Roche's Actemra impresses as therapy for arthritis in children

Roche has unveiled promising late-stage data on Actemra, which shows that the drug significantly improved symptoms of systemic onset juvenile idiopathic arthritis.

Results from the Phase III 108-patient TENDER study showed that a greater proportion of children with sJIA treated with Actemra (tocilizumab), known as RoActemra within the European Union, had fewer disease signs and symptoms after 12 weeks of therapy, compared with those on placebo. The findings confirm earlier data from two Japanese studies and showed that the drug was well tolerated.

Roche noted that at the moment, “there are no approved therapies for sJIA, a disease which leads to significant illness with high-spiking fevers, arthritis, rashes, infections, and anaemia." The disease accounts for almost two-thirds of all deaths among children with arthritis and the overall mortality rate is estimated to be between 2%-4%.

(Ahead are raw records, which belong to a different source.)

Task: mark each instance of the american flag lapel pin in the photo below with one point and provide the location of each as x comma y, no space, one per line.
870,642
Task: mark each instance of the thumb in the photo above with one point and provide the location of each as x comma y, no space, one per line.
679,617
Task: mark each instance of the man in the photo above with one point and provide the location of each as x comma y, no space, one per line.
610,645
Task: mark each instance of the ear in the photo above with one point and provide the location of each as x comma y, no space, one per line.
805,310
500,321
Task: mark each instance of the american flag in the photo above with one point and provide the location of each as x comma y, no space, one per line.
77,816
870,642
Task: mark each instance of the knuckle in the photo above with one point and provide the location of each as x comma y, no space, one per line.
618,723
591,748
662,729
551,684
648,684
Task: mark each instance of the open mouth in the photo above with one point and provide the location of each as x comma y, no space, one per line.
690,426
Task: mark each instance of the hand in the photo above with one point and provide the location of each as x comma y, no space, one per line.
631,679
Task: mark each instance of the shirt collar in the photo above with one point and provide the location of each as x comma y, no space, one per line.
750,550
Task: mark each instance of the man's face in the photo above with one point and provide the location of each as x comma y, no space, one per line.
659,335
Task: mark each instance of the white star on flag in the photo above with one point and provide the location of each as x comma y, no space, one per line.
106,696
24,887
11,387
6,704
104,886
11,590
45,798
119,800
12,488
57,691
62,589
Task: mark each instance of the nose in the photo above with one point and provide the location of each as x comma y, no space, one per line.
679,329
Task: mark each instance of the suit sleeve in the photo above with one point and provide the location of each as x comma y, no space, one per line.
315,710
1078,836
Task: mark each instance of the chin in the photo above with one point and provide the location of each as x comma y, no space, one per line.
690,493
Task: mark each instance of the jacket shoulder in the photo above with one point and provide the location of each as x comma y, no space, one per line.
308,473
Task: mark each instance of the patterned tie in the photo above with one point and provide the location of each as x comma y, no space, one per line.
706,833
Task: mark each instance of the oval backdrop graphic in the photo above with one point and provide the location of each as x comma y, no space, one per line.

William Burns, chief executive of Roche’s pharmaceuticals division, said the TENDER data show the potential of Actemra as “a highly effective and well-tolerated treatment for children suffering from sJIA”. He added that this is “a particularly debilitating disease affecting the entire body in which morbidity is high and there is much need for new treatment options in this area”.

The data will be used to support future regulatory filings for Actemra in sJIA. The drug, a novel interleukin-6 receptor-inhibiting monoclonal antibody, was first approved in Japan and launched by Roche unit Chugai in June 2005 as a therapy for Castleman's disease and then in April 2008 for rheumatoid arthritis, juvenile idiopathic arthritis and sJIA.

RoActemra was approved in the EU in January this year for the treatment of RA in patients who have either responded inadequately to, or who were intolerant to, previous therapy with one or more disease modifying anti-rheumatic drugs or TNF inhibitors. It is also marketed in several other countries, including India, Brazil, Switzerland and Australia, and was refilled with the US Food and Drug Administration this summer.